Machine Learning and Modulation Recognition: Comments on “Convolutional Radio Modulation Recognition Networks” by T. O’Shea, J. Corgan, and T. Clancy

In this post I provide some comments on another paper I’ve seen on arxiv.org (I have also received copies of it through email) that relates to modulation classification and cyclostationary signal processing. The paper is by O’Shea et al and is called “Convolutional Radio Modulation Recognition Networks.” You can find it at this link.

My main interest in commenting on this paper is that it makes reference to cyclic moments as good features for modulation recognition. Although I think cyclic cumulants are a much better way to go, we do know that for order n=2, cyclic moments and cyclic cumulants are equal (provided there are no finite-strength additive sine-wave components in the data). So, the modulation recognition algorithms that use the spectral correlation function or cyclic autocorrelation function can be said to be using cyclic moments. That is, for order two, we can say we are using either cyclic moments or cyclic cumulants as we prefer.

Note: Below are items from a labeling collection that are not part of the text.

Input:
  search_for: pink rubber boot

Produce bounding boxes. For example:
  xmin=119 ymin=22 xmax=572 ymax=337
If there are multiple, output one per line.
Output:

Let’s start with Section 2.1, titled “Expert Cyclic-Moment Features.” We have the quote:

Integrated cyclic-moment based features [1] are currently widely popular in performing modulation recognition and for forming analytically derived decision trees to sort modulations into different classes.

In general, they take the form given in equation 3

\displaystyle s_{nm} = f_m(x^n(t)\ldots x^n(t+T)) \hfill (3)

By computing the mth order statistic on the nth power of the instantaneous or time delayed received signal r(t), we may obtain a set of statistics which uniquely separate it from other modulations given a decision process on the features. For our expert feature set, we compute 32 features. These consist of cyclic time lags of 0 and 8 samples. And the first 2 moments of the first 2 powers of the complex received signal, the amplitude, the phase, and the absolute value of the phase for each of these lags.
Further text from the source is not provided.